One of the smallest and remotest districts in the State is proving to be a model for increased public awareness of road safety
The black sport utility vehicle was sweeping around the bends climbing up towards Sultan Battery in Wayanad when a motorcycle swerved into its path. Both vehicles braked hard and the bike skidded onto the gravel by the roadside, throwing its rider and a six-year-old child to the ground.
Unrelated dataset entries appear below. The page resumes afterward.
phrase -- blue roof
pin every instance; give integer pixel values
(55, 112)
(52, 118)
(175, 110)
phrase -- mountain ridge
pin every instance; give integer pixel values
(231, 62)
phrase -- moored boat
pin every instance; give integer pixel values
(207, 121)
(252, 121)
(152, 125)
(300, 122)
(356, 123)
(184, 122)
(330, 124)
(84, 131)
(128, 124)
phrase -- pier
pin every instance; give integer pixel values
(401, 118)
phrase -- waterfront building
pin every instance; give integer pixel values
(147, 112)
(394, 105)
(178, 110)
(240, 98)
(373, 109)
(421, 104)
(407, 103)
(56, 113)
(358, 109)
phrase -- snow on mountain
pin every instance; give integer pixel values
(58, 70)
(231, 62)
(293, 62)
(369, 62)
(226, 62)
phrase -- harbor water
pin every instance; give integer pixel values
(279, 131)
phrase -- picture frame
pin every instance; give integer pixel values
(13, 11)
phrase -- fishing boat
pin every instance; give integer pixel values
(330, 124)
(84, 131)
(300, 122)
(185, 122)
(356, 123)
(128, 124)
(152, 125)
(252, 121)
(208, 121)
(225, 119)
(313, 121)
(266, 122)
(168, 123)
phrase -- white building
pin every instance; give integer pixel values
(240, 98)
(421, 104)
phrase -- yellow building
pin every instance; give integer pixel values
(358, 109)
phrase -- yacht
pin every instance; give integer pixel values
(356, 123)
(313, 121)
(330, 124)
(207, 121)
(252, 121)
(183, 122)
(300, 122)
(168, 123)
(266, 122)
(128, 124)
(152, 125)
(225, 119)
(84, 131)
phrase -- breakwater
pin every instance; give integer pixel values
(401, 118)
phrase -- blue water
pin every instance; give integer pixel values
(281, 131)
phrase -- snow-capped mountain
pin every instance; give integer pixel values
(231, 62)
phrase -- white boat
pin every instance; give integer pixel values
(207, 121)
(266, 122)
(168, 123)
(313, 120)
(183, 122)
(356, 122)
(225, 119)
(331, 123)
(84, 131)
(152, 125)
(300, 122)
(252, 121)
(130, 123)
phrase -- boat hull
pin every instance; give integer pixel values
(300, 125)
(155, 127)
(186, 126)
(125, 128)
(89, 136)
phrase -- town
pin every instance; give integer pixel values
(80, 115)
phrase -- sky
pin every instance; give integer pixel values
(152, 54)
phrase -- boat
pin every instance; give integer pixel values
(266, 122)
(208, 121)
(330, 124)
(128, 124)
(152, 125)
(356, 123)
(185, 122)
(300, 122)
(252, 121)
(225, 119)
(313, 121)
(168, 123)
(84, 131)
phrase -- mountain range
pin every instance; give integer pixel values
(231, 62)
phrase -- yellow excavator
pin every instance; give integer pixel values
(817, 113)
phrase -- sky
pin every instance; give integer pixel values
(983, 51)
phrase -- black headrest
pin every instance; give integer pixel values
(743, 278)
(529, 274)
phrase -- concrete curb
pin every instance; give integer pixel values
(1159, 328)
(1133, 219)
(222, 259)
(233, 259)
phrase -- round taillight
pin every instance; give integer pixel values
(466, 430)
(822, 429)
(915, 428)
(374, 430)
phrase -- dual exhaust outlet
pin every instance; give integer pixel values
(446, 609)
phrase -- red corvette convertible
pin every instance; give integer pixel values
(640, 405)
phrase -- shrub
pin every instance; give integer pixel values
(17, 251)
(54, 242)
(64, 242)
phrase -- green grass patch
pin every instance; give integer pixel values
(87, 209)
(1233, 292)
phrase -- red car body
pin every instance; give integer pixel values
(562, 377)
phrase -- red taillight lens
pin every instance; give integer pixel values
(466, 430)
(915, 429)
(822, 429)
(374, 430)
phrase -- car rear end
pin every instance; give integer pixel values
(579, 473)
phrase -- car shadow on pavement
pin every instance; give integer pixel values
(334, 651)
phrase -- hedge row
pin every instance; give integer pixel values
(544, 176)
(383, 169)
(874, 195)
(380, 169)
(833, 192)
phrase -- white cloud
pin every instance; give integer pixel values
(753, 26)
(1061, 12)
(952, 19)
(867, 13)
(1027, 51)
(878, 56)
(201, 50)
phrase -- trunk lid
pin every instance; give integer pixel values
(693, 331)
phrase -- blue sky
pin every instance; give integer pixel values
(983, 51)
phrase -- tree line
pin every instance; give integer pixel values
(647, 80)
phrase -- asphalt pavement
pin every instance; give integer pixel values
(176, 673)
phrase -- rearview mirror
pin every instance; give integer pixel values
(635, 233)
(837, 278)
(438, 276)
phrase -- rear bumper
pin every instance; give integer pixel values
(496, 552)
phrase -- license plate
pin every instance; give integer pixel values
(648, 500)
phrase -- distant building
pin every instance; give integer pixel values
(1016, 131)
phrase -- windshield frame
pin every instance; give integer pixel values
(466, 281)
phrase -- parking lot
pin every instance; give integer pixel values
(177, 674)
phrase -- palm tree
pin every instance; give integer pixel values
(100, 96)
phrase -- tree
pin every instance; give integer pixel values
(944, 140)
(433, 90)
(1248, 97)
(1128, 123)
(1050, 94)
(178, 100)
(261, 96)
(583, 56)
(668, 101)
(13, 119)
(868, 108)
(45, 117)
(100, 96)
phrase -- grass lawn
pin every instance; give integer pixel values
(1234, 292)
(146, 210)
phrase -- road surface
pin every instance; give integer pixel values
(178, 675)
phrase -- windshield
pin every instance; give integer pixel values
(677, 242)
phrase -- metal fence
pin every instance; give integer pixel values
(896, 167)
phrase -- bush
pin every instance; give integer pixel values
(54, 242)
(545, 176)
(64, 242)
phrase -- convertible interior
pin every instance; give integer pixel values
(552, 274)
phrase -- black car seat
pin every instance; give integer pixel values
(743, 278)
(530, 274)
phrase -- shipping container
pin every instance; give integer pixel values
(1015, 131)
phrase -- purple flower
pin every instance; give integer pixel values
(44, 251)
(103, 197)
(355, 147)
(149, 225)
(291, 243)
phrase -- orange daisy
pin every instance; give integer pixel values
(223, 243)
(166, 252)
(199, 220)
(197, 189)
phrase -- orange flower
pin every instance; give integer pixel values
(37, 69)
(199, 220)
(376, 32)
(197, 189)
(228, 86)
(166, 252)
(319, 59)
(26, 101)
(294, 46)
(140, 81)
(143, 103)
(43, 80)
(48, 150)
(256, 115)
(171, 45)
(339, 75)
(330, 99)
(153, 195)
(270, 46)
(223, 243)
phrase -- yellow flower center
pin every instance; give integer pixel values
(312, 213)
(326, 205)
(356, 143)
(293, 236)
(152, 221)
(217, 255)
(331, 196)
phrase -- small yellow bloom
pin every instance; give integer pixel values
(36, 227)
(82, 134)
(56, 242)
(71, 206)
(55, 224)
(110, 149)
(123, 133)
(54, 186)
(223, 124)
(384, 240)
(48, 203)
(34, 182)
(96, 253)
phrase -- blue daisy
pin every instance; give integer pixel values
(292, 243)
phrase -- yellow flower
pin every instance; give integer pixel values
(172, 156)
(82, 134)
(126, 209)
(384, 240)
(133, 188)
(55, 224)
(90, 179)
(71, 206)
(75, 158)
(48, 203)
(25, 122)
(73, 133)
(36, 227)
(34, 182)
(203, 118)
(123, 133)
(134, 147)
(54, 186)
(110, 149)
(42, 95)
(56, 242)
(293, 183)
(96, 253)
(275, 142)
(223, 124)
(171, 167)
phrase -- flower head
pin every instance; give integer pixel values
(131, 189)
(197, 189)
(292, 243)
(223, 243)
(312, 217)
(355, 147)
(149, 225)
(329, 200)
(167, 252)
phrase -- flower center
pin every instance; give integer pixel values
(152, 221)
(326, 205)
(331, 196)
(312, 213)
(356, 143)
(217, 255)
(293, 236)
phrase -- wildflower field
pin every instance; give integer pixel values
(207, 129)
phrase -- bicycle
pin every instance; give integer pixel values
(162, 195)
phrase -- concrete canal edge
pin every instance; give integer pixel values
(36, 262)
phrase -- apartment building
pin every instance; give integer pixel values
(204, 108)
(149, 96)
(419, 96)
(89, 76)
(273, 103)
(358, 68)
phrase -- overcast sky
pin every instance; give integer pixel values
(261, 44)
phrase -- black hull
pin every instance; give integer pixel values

Tommy Mathew, driving his autorickshaw, was the first person to reach the spot. He picked up the child and helped the shaken father to his feet. The man was bleeding from injuries on his right leg. The child was in shock but appeared unhurt otherwise. Moving the bike to the roadside he helped both father and child into his autorickshaw and took them to a missionary-run hospital nearby.
“I have been driving autos in Wayanad for 22 years,” Tommy told me. “For most of that time, I kept away from getting involved when accidents happened. There were just too many hassles with the police and the courts and the hospitals.”
What changed was the Regional Transport Office in Wayanad. Ajit Kumar, the Regional Transport Officer, found that the public often considered auto drivers to be a menace. But Ajit found a number of well educated young men (and some women as well in parts of the district) who wanted to change this image. He decided to bring them together and organise “classes” for them on road safety.
The road safety classes grew to sessions each week with auto drivers in different parts of the district taking part. Senior police officers, lawyers and panchayat representatives speak to them every Wednesday.
A priority for the road safety volunteer group of auto drivers is to have training in first aid, as they are often the first to help when accidents take place. Ajit has contacted government and private sector doctors to help train his volunteers in first aid and trauma responses.
“I want to provide all members with a simple booklet on first aid and trauma care that they can carry with them in their autos. They can also help when a child falls from a tree or a housewife gets a burn in the kitchen,” said Ajit.
There was a simple solution to the problem of people talking on mobile phones while driving, or rude behaviour towards passengers on buses. Sign boards were placed in buses inviting passengers to report such occurrences to the public relations officer of the motor vehicles department. This is probably done in other places as well, but the difference in Wayanad is the speed of the response.
Calls and SMS from passengers are promptly acted upon and the bus staff are met at the destination by inspectors who coach and counsel them. On a recent bus trip, regular passengers confirmed a marked improvement in the situation.
The RTO in Wayanad also uses the video conferencing network in the district to interact with panchayats, students, women’s self-help groups, employees of driving schools, tribal “promoters,” Accredited Social Health Activists and others in the district each week on road safety. “Students often ask us why talking on cell phones while driving is so dangerous,” said Ajit, confirming that the basic principles of road safety needs constant reiteration.
Refresher training for drivers of public transport services is conducted and pre-driving test lessons have been made compulsory. School bus drivers are given safety lessons before the reopening of schools in the district.
“Our volunteers help children line up and get in and out of school buses safely each day in Meppadi,” said Kunju Mohammed, an auto driver from Meppadi. A group of blood donors has also been identified in the same place, so that in an emergency, donors can be mobilised. All these initiatives have come from the members of the voluntary group.
An interesting offshoot is the non-resistance to enforcement action like the suspension of driving licences for traffic offences or curbs on tipper lorries not to operate without speed governors. There has been no protest against frequent roadside checks or other actions. On the contrary, the public and politicians have asked that such enforcement measures be continued even more stringently.
Wayanad is one of the smallest and probably the remotest district in the State. In some ways it used to be considered one of the most backward areas. But change like this is showing us a new face of Wayanad that can prove to be a model for other places not only in Kerala but other parts of India too. The secret to this is in empowering people with knowledge and creating partnerships that help them find solutions to their own problems.